In reality, this team is built almost exactly like the 49ers — a physical QB capable of running and passing, backed by a top-five defense. And thanks to their Week 10 win over the 49ers, they will have home-field advantage in a contest to advance to the NFC Championship Game.
Containing Kaepernick will start with the Panthers’ group of middle linebackers — led by 22-year-old Luke Kuechly. The Panthers’ defense combined for six sacks on Kaepernick and didn’t allow him to complete a pass longer than 10 yards. If they bring similar aggression to aggravating the young QB, it could be an early exit for the 49ers.
Relying on running back Frank Gore to lead the team on the ground is a usual safe bet for San Francisco, and he was able to accrue 82 yards on 16 carries in that Week 10 loss — but that number is a tad deceptive as Carolina focused their efforts, wisely, on hampering Kaepernick.
The Panthers weren’t expected to be one of the NFL’s top teams this year, but a dive into the numbers might reveal that they deserve more respect than arguably any other team in the NFL this year. Consider: 138-116-2. That was the Panthers’ opponents’ collective record this year, which was the most difficult strength of schedule any team in the NFL had to face. Furthermore, the Panthers found success in 2013 by protecting their home field; they were a remarkable 7-1 at Bank of America stadium.
However, the 49ers are among the better road teams in the NFL. If you count the playoffs, they are 7-2 on the road after beating the Green Bay Packers 23-20 on Sunday at Lambeau Field, one of the least desirable road stadiums in the game.

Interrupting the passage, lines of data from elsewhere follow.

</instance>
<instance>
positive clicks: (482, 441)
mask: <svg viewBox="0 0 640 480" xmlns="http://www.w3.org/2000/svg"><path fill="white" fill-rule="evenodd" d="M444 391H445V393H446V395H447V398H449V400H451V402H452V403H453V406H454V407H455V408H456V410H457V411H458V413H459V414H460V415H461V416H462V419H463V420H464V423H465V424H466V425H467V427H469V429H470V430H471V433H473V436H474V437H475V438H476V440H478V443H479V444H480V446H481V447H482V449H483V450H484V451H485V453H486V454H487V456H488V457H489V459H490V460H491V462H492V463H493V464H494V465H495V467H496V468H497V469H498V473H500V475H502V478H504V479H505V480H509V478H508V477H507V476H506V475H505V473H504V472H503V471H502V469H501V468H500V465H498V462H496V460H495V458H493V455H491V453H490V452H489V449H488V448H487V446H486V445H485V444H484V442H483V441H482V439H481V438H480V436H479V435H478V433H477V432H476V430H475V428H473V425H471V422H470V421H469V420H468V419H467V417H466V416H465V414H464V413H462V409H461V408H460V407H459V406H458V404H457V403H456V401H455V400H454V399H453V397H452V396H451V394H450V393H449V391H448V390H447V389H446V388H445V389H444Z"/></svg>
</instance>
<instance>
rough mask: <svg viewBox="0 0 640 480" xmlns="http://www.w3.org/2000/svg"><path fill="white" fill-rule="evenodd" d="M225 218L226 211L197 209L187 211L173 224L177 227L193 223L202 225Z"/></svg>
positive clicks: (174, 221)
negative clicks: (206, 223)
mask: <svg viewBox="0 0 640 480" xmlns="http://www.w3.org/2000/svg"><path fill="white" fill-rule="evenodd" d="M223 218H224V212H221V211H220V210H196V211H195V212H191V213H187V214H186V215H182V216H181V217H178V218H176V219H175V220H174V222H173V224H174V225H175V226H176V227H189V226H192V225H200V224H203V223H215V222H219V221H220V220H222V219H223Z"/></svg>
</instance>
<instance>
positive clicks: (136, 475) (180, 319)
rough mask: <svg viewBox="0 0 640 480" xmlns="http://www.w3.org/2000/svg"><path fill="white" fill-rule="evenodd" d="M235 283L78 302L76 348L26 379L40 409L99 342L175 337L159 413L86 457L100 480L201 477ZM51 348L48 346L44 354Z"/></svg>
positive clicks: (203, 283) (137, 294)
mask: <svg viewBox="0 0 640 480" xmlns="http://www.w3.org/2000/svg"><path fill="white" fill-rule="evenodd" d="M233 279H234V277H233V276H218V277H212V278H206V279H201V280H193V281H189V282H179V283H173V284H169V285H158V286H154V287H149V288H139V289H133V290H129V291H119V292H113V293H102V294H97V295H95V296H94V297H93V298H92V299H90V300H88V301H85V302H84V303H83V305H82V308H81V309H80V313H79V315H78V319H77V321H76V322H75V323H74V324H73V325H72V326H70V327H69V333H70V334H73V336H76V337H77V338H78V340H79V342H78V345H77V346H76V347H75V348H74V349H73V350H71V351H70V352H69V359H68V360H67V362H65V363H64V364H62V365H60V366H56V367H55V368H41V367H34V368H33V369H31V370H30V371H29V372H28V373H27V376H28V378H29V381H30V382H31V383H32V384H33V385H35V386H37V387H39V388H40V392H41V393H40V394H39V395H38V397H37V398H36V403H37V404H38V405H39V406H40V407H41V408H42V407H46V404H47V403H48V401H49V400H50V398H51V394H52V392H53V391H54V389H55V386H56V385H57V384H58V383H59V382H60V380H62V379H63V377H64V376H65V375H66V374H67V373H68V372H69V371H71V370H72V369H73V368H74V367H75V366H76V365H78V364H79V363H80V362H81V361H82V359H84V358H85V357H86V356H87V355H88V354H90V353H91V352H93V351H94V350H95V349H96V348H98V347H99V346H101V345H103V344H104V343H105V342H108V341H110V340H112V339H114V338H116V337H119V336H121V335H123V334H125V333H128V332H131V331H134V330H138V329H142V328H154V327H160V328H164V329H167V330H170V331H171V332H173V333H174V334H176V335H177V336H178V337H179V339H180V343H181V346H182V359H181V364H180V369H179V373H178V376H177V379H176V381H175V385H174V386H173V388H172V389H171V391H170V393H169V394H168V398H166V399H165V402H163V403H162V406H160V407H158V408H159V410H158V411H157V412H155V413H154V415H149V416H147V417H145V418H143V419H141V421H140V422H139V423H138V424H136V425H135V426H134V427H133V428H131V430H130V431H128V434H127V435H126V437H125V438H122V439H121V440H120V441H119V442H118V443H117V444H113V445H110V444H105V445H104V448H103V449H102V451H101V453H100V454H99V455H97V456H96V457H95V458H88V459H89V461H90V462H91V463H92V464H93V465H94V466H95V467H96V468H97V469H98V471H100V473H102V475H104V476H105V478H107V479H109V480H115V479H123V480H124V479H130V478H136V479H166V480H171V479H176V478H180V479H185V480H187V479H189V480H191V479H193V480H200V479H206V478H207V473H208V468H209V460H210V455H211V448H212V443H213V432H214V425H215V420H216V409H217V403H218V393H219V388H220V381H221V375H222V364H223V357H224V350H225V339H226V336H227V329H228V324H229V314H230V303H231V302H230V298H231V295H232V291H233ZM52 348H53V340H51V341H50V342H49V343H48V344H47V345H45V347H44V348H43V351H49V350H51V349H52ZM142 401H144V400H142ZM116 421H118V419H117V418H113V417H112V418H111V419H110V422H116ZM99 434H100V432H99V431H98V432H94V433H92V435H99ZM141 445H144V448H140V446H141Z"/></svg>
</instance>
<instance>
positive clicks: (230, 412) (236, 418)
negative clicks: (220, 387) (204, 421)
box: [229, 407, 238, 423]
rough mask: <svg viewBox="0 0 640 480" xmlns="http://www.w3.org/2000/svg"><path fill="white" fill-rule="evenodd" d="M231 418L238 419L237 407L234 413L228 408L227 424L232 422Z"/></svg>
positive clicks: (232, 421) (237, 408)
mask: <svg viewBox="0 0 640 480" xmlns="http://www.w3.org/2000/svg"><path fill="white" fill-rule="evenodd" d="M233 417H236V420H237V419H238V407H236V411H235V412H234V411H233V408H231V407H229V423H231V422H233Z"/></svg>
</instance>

The 49ers do have the edge in this matchup, and a lot of that has to do with the fact that the Panthers aren’t playoff-tested — a vulnerability especially severe for starting QB Cam Newton. Newton is making his first playoff appearance and will be thrown right into the deep end. Like Kaepernick, Newton will have to face one of the best linebacker cores in the game. The 49ers’ double-threat of NaVorro Bowman and Patrick Willis can disrupt any quarterback’s game-plan at anytime. Newton struggled against the 49ers in Week 10, completing only 16 passes for 169 yards, with 0 touchdowns and 1 interception. And we’re it not for one heroic 27-yard, tackle-breaking touchdown run from DeAngelo Williams; the Panthers’ would have likely gone home losers.
If the 49ers advance, they will continue life on the road against the winner of the New Orleans Saints/Seattle Seahawks game this weekend. And if they make it all the way to the Super Bowl, they’ll be playing in New Jersey at MetLife Stadium. So the luxuries of playing at home will have to wait until the 2014-2015 season opens when they begin play at their new stadium in Santa Clara (currently under construction). By then, they should be used to not feeling at home. But it won’t matter a bit if they have a Super Bowl XLVIII Trophy to place in the newly minted stadium.